When she looked through the screen at Greg, she was taken aback by what she saw. He was disheveled and unshaven. His clothes looked as if he had slept in them all night, if he had indeed slept at all. A lit cigarette dangled between his lips. Before speaking, he spat out the cigarette and crushed it beneath one shoe.
“Do you have any coffee made?” he asked tentatively. “I don’t know about you, but I could surely use it.”
Brooke nodded. “I’ll make some,” she said as she opened the door for him.
As if it were for the first time, Greg walked into her kitchen and looked oddly around. It was like everything seemed different to him now, as if Bill being in this little house last night had irreparably adulterated the sacred place where he had fallen in love with Brooke. As he sat at the dining table, Brooke began brewing the last of the coffee he had given to her.
As the percolator began burbling, Brooke sat down beside Greg. When he looked into her eyes, for the first time ever she saw a sense of pain there that she was quite unable to describe. It was a hurt, a longing to somehow go back in time and erase what had happened here last night. But such pining was of no use, and they both knew it.
“That was him, yesterday, wasn’t it?” Greg asked, his voice shaking a bit. “That was Bill.”
Brooke closed her eyes and nodded. “Yes,” she answered quietly. “His officer’s training is over, and he’s on his way to Europe.”
“Do you still love him?” Greg asked. “Or has your time apart from him changed your heart?”
Brooke wiped away a tear. “I still love him,” she answered. “I know that’s hard for you to hear, and I’m sorry.”
“And you made love . . . ,” he said quietly.
Brooke looked down at her hands. “Yes . . . ,” she answered.
Greg closed his eyes for a moment.

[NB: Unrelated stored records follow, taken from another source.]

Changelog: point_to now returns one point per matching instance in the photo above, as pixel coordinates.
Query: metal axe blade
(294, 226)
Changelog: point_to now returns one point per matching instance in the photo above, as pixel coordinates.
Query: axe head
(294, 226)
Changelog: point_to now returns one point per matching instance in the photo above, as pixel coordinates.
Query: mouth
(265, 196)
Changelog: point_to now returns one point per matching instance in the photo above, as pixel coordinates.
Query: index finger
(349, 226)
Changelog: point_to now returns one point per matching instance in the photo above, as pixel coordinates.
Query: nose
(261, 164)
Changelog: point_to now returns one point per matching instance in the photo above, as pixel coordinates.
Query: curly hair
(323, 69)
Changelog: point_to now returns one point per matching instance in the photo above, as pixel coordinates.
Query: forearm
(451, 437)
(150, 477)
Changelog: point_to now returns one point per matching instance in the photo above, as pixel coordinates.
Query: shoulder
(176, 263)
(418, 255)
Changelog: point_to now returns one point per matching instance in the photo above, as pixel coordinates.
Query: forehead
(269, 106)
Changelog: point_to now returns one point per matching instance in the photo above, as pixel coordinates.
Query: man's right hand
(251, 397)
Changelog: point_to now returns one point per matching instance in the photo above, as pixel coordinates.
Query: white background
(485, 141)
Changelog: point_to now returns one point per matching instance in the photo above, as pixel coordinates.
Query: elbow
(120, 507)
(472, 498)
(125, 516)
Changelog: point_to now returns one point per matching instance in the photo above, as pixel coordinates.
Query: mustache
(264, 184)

When he opened them, they too had become shiny with tears.
“Did you look upon him last night the same as you do me?” he asked.
Unsure of Greg’s meaning, Brooke shook her head. “What . . . what are you talking about?” she asked.
“When you looked at him, was it the same as when you look at me?” Greg repeated. “Or did it feel different?”
As Brooke considered Greg’s question, her expression saddened. “It was different . . . ,” she finally answered.
“How so?” he asked.
“I looked upon him with more love than passion,” she answered, her own words surprising her. “But I look upon you with more passion than love. God forgive me, but I do.”